To communicate better with your kids, change your perspective

According to clinical psychologist Dr. Wendy Mogel, one of the keys to successful parenting lies in how you communicate. In her new book, "Voice Lessons for Parents: What to Say, How to Say it, and When to Listen," she discusses how your pitch, the tone of your voice, how fast you talk, and your body language all play an important role.

She says communication lapses can start early on.

"So our 4-year-old daughters are as articulate as any head of state on the planet, and we mistake their verbal sophistication for emotional maturity. They're still 4, they don't have much life experience, but they have tremendous vocabularies and a great passion for arguing you into any perspective they wish. They're like little, tiny attorneys. And the 4-year-old boys can barely talk yet," Mogel told "CBS This Morning."


Mogel also addressed why the relationship between mothers and their teenage daughters is often the most fraught. 
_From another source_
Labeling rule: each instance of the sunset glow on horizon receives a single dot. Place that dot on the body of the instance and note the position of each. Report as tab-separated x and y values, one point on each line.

"What the teenage daughters do is they download all of their distress. And now everybody's so connected by technology, so they can just text mom distress all day long and then the mothers are in tremendous anguish about the daughter's problems….And they mistake the snapshot of their daughter for the epic movie of her life. So the mother's suffering. The daughter's fine. She handed it all over to mom and off she goes," Mogel said.

As for getting inside your kids' heads a little bit more, Mogel suggests looking at them from a whole new perspective – like an anthropologist might.

"You can think of your son as an exchange student from Kazakhstan," she suggested. "Then you think, let me find out the ways of these people and what they're interested in."

Mogel gave the example of trying to understand her son's fascination with watching people play video games instead of being outside with his friends. She said the distance also helps take the emotional investment out of the situation.

"You think of your daughter as a visiting niece from a distant state... instead of 'this child is me, the entire badge of my worth, everybody is judging me based on this teenage behavior,' and that gives them tremendous leverage over your self-esteem, you get desperate, and panic."

"Voice Lessons for Parents: What to Say, How to Say it, and When to Listen," is published by Scribner, an imprint of Simon & Schuster, a division of CBS.